Coming down here, it’s like it’s so dry and then three days later your throat is sore and your nose is dry. It’s nice to see some of the people down here and the people that we were always in contact with, but I miss coming down here or necessarily living here year round. This is a nice place to come to when winter gets a little long for us. It’s only a two-hour flight and the weather is always good. To get down here and get out of the rain, we can always do that.

What else have you been up to up there?

My wife has just been running the coffee shop up where we live (Urban City Brew, some 22 miles from Seattle) and I’m just doing small Dirt Wurx-type stuff. I have my mini excavator and my Bobcat and I’m just moving dirt around and stuff like that. Summer was pretty nice up there this year and I just stayed busy and hung out with family. I didn’t travel at all. I wasn’t bored. I’m still pretty busy. Everything so far has been really good.

What’s interesting is that you’re going to come out of retirement and race the AUS-SX Open down in Sydney, Australia this November.

Yeah, we’re a month out from that and I’ve been down here and have six days on the supercross track now. I was trying to a little riding over the summer and that also kept me busy at home. I tried to ride about two days a week just to get the bike feeling back. My plan was that a month out from the race, I would come down here. Now we’re a month out and I’ve had six days on the track and things are going to decent.

I heard you’re still going pretty fast.

Yeah, I can do alright for a few laps. My goal is to get just a decent amount of fitness under me. My goal is to walk on the plane after the race is over with zero injuries. That’s my number one goal. My goal is not to go out and win. I’m not going down there to win if I can race with the guys for a couple laps and be inside the top five, I’d be happy with that. I mean I haven’t raced in two years. Anybody out there that has any expectations of me coming out there and winning, they must be smoking something strong. Hopefully I can make the promoters happy and put on a good show for them and have a chance to maybe come back next year.

What if afterwards somebody came up to you and threw a cool offer at you and said, “What do you think? You want to come line up at my race?”

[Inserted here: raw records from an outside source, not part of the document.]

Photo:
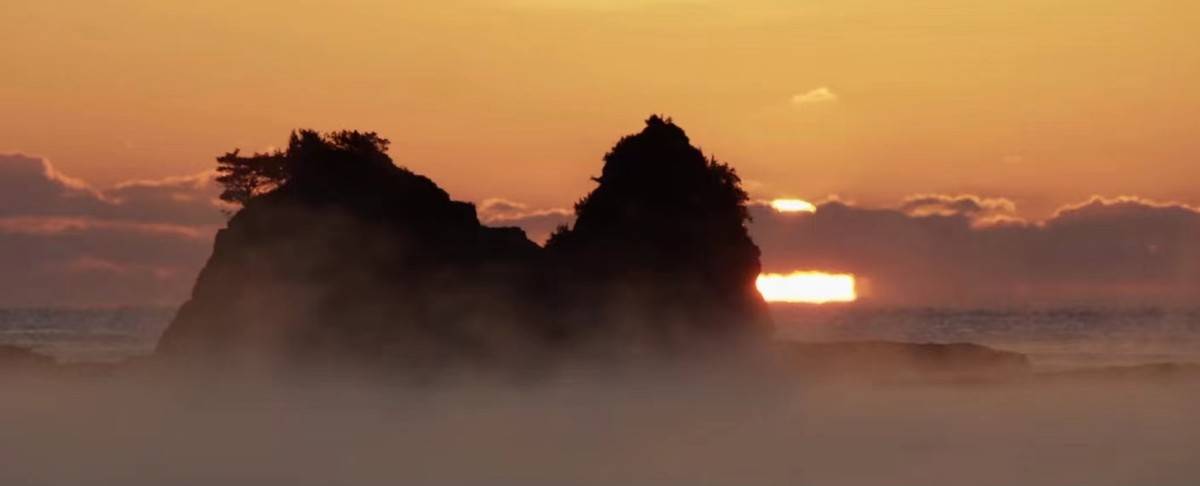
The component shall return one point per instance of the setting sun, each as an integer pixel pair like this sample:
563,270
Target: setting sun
793,205
809,287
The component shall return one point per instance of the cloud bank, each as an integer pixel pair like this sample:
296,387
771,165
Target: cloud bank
65,243
965,250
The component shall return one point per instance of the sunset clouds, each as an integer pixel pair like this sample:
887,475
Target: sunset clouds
66,243
940,250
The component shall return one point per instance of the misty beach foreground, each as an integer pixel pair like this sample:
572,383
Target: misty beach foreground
357,325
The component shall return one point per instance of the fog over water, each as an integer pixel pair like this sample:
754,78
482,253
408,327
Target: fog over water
670,426
647,424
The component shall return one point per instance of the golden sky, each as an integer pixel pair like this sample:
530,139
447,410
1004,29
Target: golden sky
1044,102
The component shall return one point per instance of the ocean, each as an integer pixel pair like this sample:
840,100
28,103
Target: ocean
1054,339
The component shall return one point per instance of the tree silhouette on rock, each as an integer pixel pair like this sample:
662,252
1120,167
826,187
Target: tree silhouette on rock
339,255
342,253
659,252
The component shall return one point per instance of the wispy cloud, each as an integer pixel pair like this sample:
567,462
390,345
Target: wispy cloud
820,95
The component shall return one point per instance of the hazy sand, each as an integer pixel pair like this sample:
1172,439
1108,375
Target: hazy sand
724,430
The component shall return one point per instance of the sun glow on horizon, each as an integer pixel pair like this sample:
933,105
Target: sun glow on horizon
807,287
793,205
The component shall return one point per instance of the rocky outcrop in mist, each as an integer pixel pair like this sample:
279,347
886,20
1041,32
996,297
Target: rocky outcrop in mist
340,255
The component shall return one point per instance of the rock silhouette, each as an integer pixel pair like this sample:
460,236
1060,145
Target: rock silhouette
340,255
659,252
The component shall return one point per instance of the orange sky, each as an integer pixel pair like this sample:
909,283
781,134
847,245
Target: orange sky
1044,102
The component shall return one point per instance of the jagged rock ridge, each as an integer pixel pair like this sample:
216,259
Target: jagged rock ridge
337,252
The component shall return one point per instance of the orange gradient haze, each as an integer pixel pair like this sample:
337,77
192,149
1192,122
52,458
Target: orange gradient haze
1045,102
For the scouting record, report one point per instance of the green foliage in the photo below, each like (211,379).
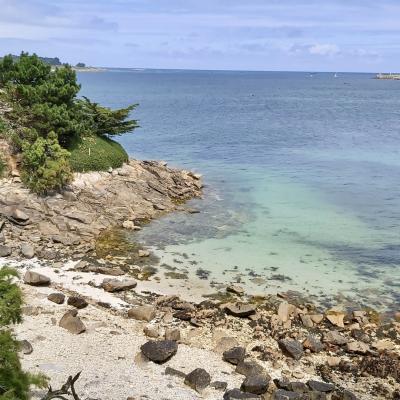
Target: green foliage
(14,382)
(46,114)
(96,153)
(45,165)
(105,121)
(10,298)
(2,167)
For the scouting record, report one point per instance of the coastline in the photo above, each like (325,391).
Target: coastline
(337,346)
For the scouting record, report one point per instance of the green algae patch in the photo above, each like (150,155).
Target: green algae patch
(114,244)
(176,275)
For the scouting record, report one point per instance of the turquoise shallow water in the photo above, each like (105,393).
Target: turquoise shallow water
(302,175)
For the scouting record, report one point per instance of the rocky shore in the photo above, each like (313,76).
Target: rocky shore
(90,307)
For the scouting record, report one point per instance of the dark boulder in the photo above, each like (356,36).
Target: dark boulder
(198,379)
(234,355)
(159,351)
(77,302)
(256,384)
(291,348)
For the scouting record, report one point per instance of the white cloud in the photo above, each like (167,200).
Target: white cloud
(324,49)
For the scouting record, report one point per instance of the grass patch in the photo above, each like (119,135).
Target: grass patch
(96,153)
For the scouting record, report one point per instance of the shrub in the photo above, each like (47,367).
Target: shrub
(2,167)
(14,382)
(105,121)
(96,153)
(46,114)
(45,165)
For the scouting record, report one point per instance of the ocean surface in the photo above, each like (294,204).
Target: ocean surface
(302,175)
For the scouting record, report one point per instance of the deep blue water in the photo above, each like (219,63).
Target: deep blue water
(296,166)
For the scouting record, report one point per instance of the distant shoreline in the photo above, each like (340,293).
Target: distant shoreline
(395,77)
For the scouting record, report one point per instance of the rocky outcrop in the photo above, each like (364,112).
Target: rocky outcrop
(67,223)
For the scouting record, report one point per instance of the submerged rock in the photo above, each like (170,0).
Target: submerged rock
(115,285)
(142,313)
(198,379)
(35,279)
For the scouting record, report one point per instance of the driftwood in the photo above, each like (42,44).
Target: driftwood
(66,390)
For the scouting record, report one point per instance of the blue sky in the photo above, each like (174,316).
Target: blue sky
(311,35)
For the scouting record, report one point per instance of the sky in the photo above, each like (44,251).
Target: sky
(289,35)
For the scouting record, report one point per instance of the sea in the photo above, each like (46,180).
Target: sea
(301,174)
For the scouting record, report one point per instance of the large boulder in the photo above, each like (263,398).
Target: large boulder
(77,302)
(72,323)
(198,379)
(159,351)
(35,279)
(142,313)
(115,285)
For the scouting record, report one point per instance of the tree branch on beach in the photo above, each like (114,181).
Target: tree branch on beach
(67,389)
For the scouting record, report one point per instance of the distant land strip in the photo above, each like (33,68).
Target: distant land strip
(388,76)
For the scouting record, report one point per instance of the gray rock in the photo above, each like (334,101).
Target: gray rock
(57,298)
(249,368)
(25,347)
(142,313)
(235,289)
(115,285)
(241,310)
(151,331)
(77,302)
(35,279)
(234,355)
(313,343)
(5,251)
(172,334)
(174,372)
(291,348)
(27,250)
(72,323)
(237,394)
(334,337)
(282,394)
(321,386)
(159,351)
(357,347)
(198,379)
(256,384)
(219,385)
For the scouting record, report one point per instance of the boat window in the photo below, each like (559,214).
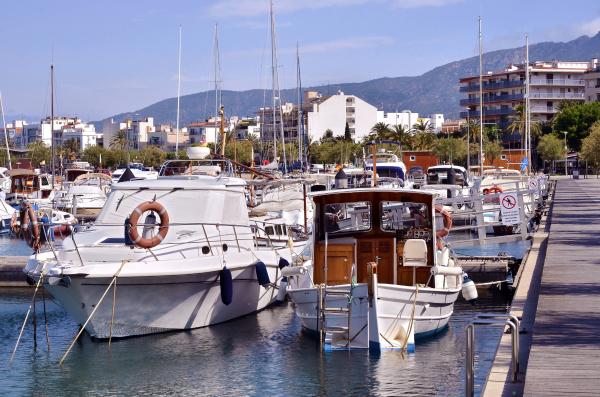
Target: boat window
(403,217)
(348,217)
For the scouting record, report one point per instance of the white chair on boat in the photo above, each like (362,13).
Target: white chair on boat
(415,255)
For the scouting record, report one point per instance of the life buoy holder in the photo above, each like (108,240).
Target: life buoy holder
(163,227)
(29,226)
(493,190)
(447,217)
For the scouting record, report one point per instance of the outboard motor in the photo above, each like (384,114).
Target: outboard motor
(341,180)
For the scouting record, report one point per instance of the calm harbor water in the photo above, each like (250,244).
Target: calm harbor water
(262,354)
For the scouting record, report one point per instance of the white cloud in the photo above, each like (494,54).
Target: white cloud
(424,3)
(589,28)
(252,8)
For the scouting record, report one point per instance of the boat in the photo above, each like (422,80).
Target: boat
(138,170)
(29,185)
(86,196)
(181,250)
(380,276)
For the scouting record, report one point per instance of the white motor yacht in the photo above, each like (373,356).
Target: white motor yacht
(181,251)
(379,276)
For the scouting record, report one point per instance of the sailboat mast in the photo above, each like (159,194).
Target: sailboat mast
(178,97)
(52,119)
(299,96)
(527,106)
(480,99)
(216,71)
(5,133)
(276,91)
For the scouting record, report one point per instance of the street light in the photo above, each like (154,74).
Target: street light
(566,153)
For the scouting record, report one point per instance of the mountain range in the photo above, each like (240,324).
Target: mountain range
(436,91)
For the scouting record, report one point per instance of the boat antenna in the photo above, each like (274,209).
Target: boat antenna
(5,133)
(480,98)
(276,93)
(178,97)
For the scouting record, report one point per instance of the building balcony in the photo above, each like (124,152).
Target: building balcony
(493,86)
(487,112)
(558,95)
(492,99)
(555,82)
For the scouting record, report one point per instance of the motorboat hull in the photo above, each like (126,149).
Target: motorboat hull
(147,305)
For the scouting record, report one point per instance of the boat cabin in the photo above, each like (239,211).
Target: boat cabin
(355,227)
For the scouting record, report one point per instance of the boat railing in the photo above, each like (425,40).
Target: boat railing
(474,212)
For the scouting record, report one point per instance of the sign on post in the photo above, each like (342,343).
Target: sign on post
(509,210)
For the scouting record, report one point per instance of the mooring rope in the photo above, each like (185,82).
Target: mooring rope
(91,314)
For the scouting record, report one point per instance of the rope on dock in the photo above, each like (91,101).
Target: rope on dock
(37,286)
(92,314)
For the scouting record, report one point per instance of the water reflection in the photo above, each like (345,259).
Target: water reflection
(255,355)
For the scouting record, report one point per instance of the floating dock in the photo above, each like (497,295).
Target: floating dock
(558,300)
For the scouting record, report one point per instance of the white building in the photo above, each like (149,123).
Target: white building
(405,118)
(83,134)
(333,112)
(137,132)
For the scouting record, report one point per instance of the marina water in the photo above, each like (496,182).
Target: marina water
(260,354)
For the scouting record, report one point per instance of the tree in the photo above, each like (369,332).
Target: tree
(380,131)
(576,120)
(551,148)
(590,148)
(119,140)
(38,152)
(450,150)
(492,150)
(347,134)
(151,156)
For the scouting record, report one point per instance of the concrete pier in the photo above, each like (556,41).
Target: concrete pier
(559,302)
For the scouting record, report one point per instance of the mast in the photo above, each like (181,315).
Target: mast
(527,107)
(276,93)
(178,97)
(480,99)
(217,79)
(300,116)
(5,133)
(52,119)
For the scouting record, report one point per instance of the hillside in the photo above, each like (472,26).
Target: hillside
(435,91)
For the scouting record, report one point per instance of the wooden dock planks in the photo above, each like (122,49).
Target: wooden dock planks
(565,353)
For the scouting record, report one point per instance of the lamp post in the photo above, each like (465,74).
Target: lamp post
(566,153)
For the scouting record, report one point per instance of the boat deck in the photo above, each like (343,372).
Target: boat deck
(565,351)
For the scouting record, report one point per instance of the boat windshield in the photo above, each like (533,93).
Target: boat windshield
(407,219)
(348,217)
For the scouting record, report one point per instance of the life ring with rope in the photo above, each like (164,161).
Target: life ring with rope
(163,227)
(441,233)
(30,230)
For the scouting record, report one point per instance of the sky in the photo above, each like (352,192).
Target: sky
(113,56)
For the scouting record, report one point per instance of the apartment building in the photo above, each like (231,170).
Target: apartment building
(592,84)
(550,84)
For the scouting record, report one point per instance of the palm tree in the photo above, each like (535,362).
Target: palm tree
(381,130)
(119,140)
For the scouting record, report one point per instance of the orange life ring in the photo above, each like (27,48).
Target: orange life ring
(29,226)
(163,226)
(14,225)
(447,223)
(492,190)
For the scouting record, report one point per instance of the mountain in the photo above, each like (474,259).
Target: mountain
(435,91)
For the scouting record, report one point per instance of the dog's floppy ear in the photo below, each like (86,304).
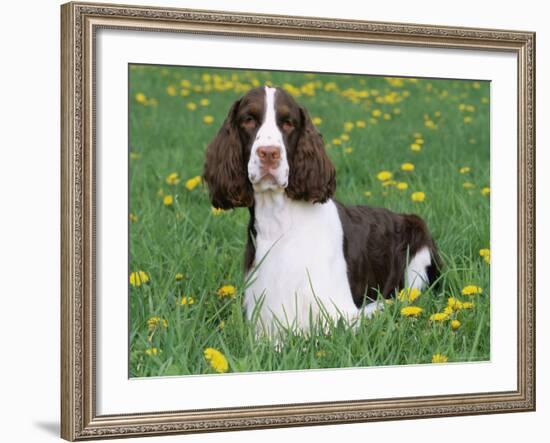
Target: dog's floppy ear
(224,170)
(312,176)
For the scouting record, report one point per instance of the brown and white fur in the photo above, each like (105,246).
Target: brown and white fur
(306,252)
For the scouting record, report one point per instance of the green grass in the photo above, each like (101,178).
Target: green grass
(187,237)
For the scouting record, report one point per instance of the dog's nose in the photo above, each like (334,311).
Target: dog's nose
(269,155)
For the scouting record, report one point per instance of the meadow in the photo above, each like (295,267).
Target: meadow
(411,145)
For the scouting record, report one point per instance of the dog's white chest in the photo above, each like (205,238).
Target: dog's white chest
(299,268)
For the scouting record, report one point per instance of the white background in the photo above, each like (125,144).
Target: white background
(29,234)
(117,394)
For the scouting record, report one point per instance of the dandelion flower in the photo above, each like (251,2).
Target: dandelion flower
(384,175)
(156,322)
(139,278)
(409,294)
(418,196)
(439,316)
(226,291)
(439,358)
(217,360)
(348,126)
(402,186)
(152,351)
(454,304)
(472,290)
(168,200)
(173,179)
(192,183)
(411,311)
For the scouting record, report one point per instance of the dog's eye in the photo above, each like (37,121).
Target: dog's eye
(248,122)
(288,125)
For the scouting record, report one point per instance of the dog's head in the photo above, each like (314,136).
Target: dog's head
(267,142)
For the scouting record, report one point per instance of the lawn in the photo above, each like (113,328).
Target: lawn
(185,271)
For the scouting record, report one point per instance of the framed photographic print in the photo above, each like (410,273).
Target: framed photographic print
(283,221)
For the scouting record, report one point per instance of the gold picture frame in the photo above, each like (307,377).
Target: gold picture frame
(80,21)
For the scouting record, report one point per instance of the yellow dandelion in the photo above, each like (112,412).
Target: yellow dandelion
(187,300)
(141,98)
(439,358)
(439,316)
(471,290)
(226,291)
(454,304)
(173,178)
(411,311)
(409,294)
(156,322)
(152,351)
(217,360)
(348,126)
(402,186)
(192,183)
(139,278)
(167,200)
(172,91)
(384,175)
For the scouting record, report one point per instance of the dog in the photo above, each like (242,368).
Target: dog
(307,255)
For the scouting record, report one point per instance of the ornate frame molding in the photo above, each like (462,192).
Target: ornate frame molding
(79,420)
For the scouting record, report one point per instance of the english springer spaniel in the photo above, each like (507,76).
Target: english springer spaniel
(307,254)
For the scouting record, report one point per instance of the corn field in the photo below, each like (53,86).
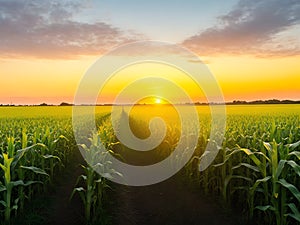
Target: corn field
(256,170)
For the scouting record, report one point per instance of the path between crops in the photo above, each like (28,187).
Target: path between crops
(62,211)
(167,203)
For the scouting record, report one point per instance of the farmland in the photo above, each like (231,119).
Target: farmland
(256,171)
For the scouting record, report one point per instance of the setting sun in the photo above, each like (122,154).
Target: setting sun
(157,101)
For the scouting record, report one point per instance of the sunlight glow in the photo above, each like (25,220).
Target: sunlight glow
(157,101)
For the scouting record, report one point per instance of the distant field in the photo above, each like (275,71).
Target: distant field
(256,169)
(61,111)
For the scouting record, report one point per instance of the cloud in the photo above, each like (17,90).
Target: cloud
(252,27)
(47,29)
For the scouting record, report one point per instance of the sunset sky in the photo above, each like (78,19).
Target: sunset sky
(251,47)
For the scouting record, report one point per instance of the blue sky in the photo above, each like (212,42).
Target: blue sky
(161,20)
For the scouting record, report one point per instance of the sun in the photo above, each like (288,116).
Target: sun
(158,101)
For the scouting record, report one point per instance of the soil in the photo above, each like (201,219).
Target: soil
(168,203)
(172,202)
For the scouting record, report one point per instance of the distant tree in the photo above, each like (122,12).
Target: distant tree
(65,104)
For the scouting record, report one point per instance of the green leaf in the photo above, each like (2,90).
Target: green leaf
(265,208)
(293,145)
(296,213)
(17,183)
(3,203)
(2,188)
(296,153)
(35,170)
(51,157)
(254,168)
(291,188)
(257,182)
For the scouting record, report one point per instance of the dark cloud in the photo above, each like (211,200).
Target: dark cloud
(47,29)
(252,27)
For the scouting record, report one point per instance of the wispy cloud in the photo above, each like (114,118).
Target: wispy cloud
(47,29)
(252,27)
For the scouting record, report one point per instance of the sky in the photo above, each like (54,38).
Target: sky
(251,47)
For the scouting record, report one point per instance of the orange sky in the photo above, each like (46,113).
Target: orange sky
(30,81)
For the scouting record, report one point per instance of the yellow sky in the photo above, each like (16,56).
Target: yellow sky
(31,81)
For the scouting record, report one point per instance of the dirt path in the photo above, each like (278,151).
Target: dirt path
(167,203)
(62,211)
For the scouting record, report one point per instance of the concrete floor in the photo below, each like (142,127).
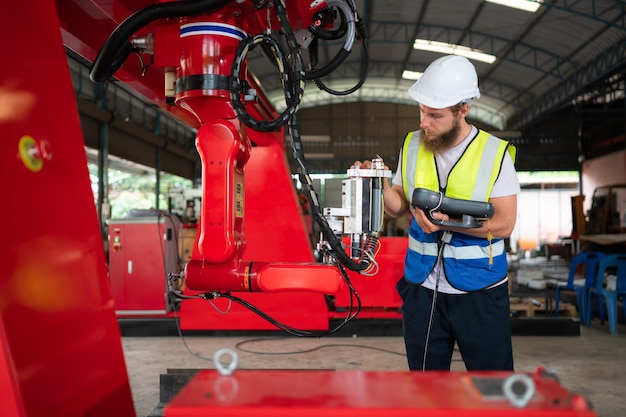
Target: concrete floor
(592,364)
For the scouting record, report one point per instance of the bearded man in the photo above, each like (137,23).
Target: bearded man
(455,285)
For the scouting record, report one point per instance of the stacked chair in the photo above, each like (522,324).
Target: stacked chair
(610,264)
(581,279)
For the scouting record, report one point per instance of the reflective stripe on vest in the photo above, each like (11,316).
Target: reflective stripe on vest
(466,258)
(472,181)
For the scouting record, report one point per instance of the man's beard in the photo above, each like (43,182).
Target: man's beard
(442,142)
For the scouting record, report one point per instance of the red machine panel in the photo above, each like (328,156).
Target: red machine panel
(305,393)
(379,298)
(142,251)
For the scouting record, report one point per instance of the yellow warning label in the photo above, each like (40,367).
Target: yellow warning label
(30,154)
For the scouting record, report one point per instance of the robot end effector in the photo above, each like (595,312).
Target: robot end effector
(362,210)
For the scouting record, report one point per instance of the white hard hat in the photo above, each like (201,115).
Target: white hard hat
(447,81)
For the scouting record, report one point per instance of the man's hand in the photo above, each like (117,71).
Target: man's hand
(424,222)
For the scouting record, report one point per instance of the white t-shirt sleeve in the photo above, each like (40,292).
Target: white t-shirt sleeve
(507,182)
(397,179)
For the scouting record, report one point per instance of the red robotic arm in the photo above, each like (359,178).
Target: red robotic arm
(202,49)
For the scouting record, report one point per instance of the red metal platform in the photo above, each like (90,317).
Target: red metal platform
(313,393)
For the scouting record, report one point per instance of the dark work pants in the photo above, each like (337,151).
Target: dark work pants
(479,323)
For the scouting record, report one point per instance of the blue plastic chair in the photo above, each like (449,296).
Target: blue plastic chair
(588,263)
(610,264)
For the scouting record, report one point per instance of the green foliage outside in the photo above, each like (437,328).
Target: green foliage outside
(129,191)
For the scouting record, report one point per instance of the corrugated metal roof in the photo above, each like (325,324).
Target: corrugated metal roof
(544,59)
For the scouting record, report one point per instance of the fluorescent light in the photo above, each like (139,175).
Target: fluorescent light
(448,48)
(411,75)
(318,156)
(315,138)
(526,5)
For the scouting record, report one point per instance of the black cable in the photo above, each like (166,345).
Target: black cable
(239,347)
(364,72)
(334,242)
(117,47)
(351,314)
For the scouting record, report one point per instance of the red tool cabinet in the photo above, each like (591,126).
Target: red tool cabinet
(142,252)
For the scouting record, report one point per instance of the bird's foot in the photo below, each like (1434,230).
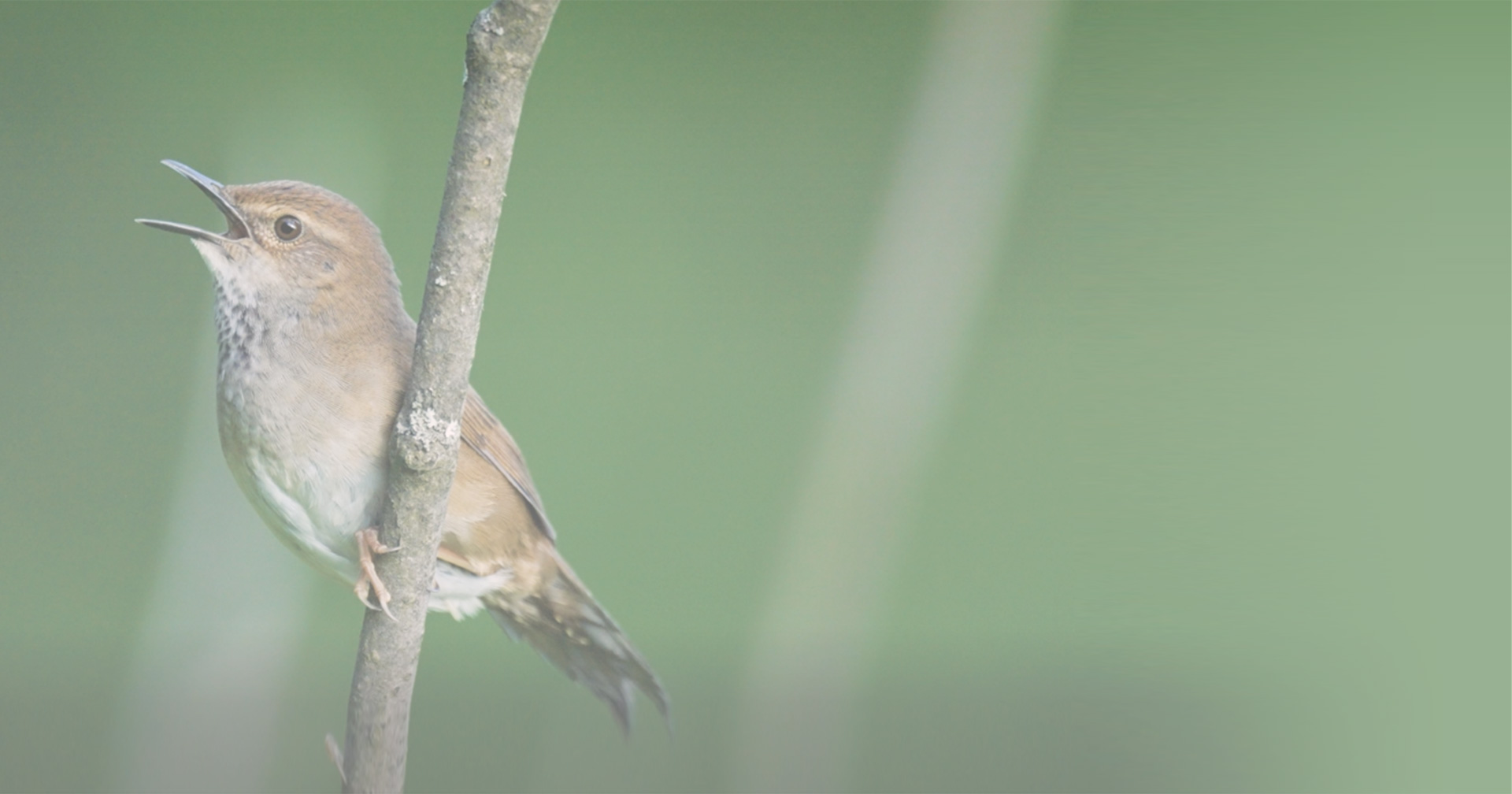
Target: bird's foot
(368,545)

You know there is a lot of work that goes into coming out and doing something like that. At this point now that I’ve been riding a little bit more, and not that I would want to, but if it was the right opportunity and it made sense, something like a Red Bull Straight Rhythm or some type of thing that wouldn’t take a whole lot of effort, maybe. This race I’m doing in Australia, I put a lot of thought into it, but I also thought, That’s a lot of work. Now that I’m back into it and there was an opportunity, and not to say that I want to, but I would have to mull it over and see if would do anything else. But it would have to be fairly soon after this race so I wouldn’t have to start back all over again.